Six Different Types of Charts
What are the Different Chart Types?
There are several different types of charts used in trading analysis & these trading charts are shown below.
One can use this chart types tutorial to find out which trading chart types are the best for them to use when analyzing the market price movement:
Line Charts
Line charts are basic charts that only draw a continuous line connecting closing price from one chart time frame period to the next.
Gold line chart provides price data as a continuous line that connects a series of closing prices.
The gold line chart will not draw other price information like the high of the price, the low of the price & closing of the price.
Traders can also use gold line charts to identify & trade analysis patterns like double top and double bottom.
Traders can also use gold line to identify trends & to draw trendlines on these gold line charts.
Bar Charts
Gold bar charts will show the price action data of a particular time-frame period.
The gold bar chart will show high price, low price, open price and close price.
The bar chart will be represented by a vertical line that represents the bar and then there'll be a small dash onto the left side of this vertical bar representation illustrating the opening price & another small dash onto the right side of this vertical bar representation illustrating the closing price.
A gold bar will continue and start plotting from where the previous bar left of.
Traders can also use gold bar charts to identify & trade analysis patterns.
Traders can also use gold bar charts to identify trends & to draw trendlines on these gold bar charts.
Candles Charts
Candlesticks charts are used to represent all the info of the price action movement that includes: high price, low price, open price and close price.
A gold candle has two parts the body of the candlesticks and the shadows of the candle.
The body of candle shows the price action between opening price & closing price. The body of the candlesticks will have different colours depending on the market direction of the price movement, blue or green candles when price moves upwards & red candles when price moves down.
The length of the body of the candlesticks will determine how much price movement there was between the opening price and closing price for a particular time-frame period.
The lower and upper thin lines protruding out of the candlestick body are known as shadows and the bottom and top of these shadows represent the low and high price of a specified price period.
A lot of information can be analyzed by trades from the body and the shadows of a candle.
Candlesticks patterns is a technical analysis study that describes and explains how to read candles and how to interpret signals from these candlesticks patterns.
These candles patterns include:
- Doji Candle
- Marubozu Candlestick
- Hammer Candle
- Inverted hammer Candle
- Shooting Star Candle
- Piercing Line Candle
- Dark Cloud Candle
- Morning Star Candle
- Evening Star Candle
- Bullish Engulfing Candles
- Bearish Engulfing Candles
Heiken Ashi Charts
Heikin-Ashi is Japanese & means average bar.
Heikin Ashi charts are used because it's easier to identify trends using Heiken Ashi Charts
Heikin-Ashi charts look like candlesticks but are calculated using a different method.
Heiken Ashi candle-stick price points are calculated as follows:
Opening Price - Opening price is calculated as a average of the opening and closing price of the prior candle
High Price - the high price of Heikin Ashi candlestick is selected from one of the following data points of the previous candle - high, opening price and closing price - depending on which one has the highest value.
Low Price - the low price of Heikin Ashi candle is selected from one of the following data points of the previous candle - low, opening price & closing price - depending on which one has the lowest value.
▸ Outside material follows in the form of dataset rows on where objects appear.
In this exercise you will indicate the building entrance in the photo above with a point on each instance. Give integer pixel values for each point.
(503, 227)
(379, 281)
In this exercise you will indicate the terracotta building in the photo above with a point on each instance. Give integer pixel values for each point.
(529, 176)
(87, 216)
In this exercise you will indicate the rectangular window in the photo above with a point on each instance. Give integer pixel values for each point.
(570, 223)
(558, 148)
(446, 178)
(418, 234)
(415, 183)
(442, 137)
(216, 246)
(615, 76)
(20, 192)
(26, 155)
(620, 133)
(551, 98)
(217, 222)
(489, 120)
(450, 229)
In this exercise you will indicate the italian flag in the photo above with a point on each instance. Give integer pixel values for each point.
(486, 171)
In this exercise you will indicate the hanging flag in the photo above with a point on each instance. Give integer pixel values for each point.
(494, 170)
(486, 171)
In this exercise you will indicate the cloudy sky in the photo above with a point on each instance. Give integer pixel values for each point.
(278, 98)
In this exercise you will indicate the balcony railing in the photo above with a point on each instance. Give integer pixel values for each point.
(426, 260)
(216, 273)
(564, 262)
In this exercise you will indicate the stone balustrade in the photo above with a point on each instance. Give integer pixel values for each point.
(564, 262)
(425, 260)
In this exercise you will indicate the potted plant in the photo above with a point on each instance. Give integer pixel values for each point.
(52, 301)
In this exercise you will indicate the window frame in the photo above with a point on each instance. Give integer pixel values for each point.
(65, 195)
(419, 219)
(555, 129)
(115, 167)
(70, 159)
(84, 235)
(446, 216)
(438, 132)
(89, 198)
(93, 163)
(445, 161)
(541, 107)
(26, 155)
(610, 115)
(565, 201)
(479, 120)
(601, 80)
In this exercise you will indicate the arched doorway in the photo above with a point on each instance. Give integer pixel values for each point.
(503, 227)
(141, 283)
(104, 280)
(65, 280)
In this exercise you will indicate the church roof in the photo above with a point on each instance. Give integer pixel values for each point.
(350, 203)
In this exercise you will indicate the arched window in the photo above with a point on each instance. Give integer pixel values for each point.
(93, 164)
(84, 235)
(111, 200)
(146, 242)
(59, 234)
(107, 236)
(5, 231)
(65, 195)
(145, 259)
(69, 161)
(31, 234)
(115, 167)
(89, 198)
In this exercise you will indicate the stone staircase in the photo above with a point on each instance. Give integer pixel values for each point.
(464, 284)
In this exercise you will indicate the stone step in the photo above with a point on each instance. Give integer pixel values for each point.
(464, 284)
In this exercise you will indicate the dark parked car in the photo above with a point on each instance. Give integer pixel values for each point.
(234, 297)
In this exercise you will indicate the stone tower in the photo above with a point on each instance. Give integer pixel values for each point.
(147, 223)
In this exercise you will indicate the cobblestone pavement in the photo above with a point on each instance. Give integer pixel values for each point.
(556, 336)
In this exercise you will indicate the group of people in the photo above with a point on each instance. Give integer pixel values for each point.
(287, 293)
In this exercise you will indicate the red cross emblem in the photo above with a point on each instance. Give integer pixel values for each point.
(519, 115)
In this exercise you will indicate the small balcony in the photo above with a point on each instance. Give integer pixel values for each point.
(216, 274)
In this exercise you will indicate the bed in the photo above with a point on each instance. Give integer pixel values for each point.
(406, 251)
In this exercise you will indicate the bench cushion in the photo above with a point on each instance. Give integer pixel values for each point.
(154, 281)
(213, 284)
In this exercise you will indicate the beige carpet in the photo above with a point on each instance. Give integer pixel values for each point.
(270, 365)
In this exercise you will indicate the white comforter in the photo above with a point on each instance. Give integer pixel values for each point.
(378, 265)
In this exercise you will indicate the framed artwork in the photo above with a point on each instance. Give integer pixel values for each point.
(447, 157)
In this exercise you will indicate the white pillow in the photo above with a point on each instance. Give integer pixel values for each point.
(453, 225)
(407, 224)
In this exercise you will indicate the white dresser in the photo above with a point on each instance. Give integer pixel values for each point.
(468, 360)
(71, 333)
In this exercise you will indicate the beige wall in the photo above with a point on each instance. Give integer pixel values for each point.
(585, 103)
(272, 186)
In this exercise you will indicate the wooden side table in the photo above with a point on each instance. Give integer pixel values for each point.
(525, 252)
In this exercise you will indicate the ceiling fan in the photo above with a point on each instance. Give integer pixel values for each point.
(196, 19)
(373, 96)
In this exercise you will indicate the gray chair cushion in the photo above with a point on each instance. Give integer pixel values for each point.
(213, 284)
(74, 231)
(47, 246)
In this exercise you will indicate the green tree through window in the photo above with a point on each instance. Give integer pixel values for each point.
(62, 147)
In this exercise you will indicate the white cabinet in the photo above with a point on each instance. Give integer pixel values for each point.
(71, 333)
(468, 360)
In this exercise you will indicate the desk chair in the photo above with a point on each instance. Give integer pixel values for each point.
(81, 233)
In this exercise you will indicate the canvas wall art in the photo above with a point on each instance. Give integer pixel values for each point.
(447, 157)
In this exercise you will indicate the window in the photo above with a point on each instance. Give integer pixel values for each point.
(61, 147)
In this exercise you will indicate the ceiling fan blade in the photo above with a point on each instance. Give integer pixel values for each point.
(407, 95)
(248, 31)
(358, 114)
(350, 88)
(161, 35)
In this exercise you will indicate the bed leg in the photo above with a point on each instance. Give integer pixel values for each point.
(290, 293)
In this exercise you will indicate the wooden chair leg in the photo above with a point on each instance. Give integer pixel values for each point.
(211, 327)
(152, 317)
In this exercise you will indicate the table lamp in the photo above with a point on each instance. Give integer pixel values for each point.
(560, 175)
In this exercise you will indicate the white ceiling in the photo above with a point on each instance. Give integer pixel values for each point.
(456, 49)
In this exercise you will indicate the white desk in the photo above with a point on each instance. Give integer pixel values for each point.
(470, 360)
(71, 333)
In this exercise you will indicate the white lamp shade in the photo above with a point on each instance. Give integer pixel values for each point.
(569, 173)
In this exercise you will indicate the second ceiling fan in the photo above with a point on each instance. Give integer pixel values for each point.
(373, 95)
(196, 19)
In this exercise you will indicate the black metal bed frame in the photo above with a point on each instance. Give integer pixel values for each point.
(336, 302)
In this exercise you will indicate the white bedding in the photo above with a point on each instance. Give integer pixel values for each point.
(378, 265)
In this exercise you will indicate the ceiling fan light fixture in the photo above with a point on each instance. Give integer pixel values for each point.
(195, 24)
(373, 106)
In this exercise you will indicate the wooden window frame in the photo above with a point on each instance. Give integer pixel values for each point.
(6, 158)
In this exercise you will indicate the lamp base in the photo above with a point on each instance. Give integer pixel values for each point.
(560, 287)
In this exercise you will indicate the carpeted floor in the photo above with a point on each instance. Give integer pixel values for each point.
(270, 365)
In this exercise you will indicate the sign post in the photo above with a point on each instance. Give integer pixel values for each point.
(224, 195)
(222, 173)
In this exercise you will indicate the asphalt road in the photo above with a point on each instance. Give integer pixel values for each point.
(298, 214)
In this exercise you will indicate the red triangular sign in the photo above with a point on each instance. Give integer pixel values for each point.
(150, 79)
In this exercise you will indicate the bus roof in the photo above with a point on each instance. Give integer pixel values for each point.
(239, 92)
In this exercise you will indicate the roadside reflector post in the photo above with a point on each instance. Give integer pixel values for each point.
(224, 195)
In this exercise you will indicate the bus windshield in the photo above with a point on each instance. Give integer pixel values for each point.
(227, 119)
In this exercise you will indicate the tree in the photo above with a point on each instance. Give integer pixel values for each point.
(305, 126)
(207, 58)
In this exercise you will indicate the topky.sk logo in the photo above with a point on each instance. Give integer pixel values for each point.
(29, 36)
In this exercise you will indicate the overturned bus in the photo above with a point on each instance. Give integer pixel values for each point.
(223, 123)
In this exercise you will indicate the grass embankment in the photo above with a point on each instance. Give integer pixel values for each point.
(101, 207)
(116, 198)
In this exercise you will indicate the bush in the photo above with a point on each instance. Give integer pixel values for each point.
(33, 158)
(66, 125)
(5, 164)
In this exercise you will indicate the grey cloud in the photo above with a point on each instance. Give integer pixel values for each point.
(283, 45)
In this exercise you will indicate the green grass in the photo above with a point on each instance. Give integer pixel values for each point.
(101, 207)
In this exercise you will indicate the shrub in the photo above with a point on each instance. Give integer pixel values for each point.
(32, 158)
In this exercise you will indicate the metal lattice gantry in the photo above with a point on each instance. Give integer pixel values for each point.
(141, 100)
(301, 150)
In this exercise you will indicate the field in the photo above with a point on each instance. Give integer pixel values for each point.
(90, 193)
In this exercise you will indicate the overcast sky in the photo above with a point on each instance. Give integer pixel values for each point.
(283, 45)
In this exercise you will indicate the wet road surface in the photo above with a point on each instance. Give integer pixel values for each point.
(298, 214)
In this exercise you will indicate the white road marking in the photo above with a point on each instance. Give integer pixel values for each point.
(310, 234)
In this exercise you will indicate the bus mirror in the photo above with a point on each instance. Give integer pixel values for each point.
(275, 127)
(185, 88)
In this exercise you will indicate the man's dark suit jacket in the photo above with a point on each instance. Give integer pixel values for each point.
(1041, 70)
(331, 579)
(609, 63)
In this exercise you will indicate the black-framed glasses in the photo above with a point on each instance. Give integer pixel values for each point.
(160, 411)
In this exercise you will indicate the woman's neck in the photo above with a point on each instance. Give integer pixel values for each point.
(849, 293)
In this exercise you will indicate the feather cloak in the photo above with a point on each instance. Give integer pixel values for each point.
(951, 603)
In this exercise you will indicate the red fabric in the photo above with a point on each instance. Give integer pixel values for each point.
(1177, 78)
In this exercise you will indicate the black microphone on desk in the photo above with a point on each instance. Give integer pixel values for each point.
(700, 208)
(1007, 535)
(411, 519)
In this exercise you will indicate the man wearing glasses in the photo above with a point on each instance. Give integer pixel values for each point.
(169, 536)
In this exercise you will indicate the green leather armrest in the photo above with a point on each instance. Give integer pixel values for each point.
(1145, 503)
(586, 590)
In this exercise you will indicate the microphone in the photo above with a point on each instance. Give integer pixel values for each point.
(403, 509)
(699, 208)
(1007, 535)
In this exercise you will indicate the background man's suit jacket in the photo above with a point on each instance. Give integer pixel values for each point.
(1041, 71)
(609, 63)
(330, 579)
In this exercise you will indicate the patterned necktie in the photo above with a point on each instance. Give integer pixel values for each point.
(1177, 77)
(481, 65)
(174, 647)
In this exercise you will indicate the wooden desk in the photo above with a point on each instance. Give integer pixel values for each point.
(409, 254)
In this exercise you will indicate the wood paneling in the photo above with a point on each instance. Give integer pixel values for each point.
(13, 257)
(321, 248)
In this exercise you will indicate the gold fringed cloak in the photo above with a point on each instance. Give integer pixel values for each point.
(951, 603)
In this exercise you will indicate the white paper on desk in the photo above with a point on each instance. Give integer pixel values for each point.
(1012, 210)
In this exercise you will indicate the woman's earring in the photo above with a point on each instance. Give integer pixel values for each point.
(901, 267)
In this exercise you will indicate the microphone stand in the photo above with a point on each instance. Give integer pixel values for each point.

Closing Price - The Closing price is calculated as the mean average of the opening price, high price, low price and closing price of the prior candlestick
Heikin Ashi charts generate signals that are slower as when compared to candles charts and this is because of the technique of calculation used to plot the Heiken Ashi charts.
The slower signals generated by Heikin Ashi charts can be used to trade more volatile prices because this Heikin Ashi charts delays in reacting to prices will help prevent traders from trading gold whipsaw signals.
Heikin Ashi charts have less gold whip saw signals because of the delay in calculation of the prices.
Renko Charts
Renko charts adds a square block on the chart when price moves by a certain given distance.
Renko charts are also used to filter out the time when the market is consolidating
When market price moves by this distance the Renko chart adds another square block.
The square block will be added in the direction of the price move.
Renko charts are used to identify the trends & trade these trends.
Point and Figure Charts
The point and figure charts are used to filter out the time when the market is consolidating
Point & Figure charts are drawn with X & 0 columns that are vertical.
Point & figure charts are used to compress time using the point and figure chart representations because point & figure adds a new X or 0 vertically rather than next to the previous point & figure & only when the point and figure calculates the trend to have changed then a new vertical bar is then added to the right side of the point and figure charts.
Point & Figure charts are used to identify the trends & trade these trends.